A zona do Euro está com déficit primário de 3,2% e a relação dívida/PIB ultrapassa os 87%. Como ficarão esses indicadores com a multiplicação para 5% do PIB com gastos militares?

“Papai” cortou a mesada e, agora, eles vão cortar gastos sociais para sustentar uma Ucrânia já derrotada e se armar para se defenderem contra a imaginária ameaça de Putin.

A Europa passa por crise econômica e energética séria. A outrora poderosa indústria alemã, principalmente a automotiva, enfrenta gargalos de monta, mas a prioridade que “Papai” impôs foi a multiplicação dos gastos militares para uma organização que os próprios EUA impuseram à Europa.

A ameaça real à Europa vem de Trump e do seu unilateralismo hobbesiano, que atropela todas as regras, todos os tratados e todos os países que não se submetem aos seus diktats.

Vem da guerra comercial que o MAGA está impondo ao mundo inteiro, ao arrepio das regras da OMC e do common sense, the less common of the senses.

Fazer o quê? Não há mais um de Gaulle ou um Churchill. Há Macrons e Starmers, seres observáveis apenas com microscópios, e com esforço.

No plano interno, “Papai” também se impõe aos submissos. A Suprema Corte dos EUA, a “Alta Corte” mais rebaixada do planeta, acabou de lhe dar uma carta branca para o cometimento de toda sorte de ilegalidades e inconstitucionalidades, como a extinção do jus solis, sem que a Justiça, esse detalhe incômodo, possa perturbar seu animus autocrático.
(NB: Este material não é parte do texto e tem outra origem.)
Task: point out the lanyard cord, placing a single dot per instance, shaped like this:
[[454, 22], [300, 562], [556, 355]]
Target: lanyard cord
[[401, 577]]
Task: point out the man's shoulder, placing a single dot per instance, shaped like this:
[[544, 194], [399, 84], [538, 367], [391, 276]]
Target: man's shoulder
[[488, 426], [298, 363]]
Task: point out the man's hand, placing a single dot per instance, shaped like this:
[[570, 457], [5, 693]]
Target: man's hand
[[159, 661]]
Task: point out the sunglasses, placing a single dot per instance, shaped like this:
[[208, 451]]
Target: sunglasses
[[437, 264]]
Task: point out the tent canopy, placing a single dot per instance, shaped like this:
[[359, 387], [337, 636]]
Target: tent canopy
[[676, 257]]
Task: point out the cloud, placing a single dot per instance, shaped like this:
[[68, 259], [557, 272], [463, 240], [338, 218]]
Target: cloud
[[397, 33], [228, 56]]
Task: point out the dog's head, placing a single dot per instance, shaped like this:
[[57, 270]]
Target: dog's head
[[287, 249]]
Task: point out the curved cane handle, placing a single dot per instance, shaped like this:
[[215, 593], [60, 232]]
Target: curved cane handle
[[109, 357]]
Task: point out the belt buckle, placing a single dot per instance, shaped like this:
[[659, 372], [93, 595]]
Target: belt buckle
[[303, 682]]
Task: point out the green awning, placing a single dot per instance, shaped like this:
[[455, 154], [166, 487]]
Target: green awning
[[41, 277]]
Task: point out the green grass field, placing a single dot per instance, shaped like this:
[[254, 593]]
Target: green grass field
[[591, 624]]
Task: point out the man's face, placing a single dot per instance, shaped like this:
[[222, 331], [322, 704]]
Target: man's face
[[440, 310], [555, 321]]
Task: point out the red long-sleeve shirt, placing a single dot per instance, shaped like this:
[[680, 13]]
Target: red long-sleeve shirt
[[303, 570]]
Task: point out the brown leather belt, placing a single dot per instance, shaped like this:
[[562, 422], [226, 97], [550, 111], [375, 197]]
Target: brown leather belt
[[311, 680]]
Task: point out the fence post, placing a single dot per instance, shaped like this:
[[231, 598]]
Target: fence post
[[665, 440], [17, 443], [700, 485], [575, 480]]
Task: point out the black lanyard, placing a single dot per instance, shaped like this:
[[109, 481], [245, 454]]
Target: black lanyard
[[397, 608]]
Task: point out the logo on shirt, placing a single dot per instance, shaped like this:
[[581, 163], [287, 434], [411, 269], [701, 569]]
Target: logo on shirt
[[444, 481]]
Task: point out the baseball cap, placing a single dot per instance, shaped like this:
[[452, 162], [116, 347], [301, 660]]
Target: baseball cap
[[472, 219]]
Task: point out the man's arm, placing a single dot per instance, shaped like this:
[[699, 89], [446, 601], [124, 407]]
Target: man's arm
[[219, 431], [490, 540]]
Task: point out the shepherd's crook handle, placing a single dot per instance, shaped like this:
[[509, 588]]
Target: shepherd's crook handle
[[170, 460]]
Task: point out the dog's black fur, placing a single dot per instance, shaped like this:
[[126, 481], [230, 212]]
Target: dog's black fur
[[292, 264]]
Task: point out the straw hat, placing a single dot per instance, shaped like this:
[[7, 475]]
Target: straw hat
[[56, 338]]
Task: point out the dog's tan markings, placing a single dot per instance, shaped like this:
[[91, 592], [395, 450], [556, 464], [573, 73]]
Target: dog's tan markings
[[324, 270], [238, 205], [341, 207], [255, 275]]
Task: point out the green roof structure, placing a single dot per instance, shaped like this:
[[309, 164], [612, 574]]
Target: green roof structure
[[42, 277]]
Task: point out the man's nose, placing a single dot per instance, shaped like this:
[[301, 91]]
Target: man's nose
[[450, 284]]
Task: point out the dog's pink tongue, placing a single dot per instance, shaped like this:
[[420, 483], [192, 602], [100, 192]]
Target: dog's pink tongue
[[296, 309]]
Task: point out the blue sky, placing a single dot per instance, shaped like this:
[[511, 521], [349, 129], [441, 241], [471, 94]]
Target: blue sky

Algo semelhante ao que se passa no Brasil, cujo Congresso ensaia a imposição de uma espécie inusitada de autocracia legislativa ou fisiológica, que almeja, de forma cândida e inocente, situar-se acima das regras e da Constituição, aninhada num aconchegante limbo de impunidade, de ausência de accountability e de franca agressão ao princípio da separação entre os poderes. A usurpação das prerrogativas caminha concomitantemente com a usurpação das emendas.

Felizmente, não temos um Rutte à frente do país. Um rato que vai aceitar o bullying do “Papai” ou dos candidatos internos a “Papai”.

Lula não é pequeno. É do tamanho do povo brasileiro. Nem mais, nem menos.

Vale a pena lutar pela soberania, externa e interna. A causa é decisiva. Causa grande para grandes.

*Marcelo Zero é sociólogo e especialista em Relações Internacionais.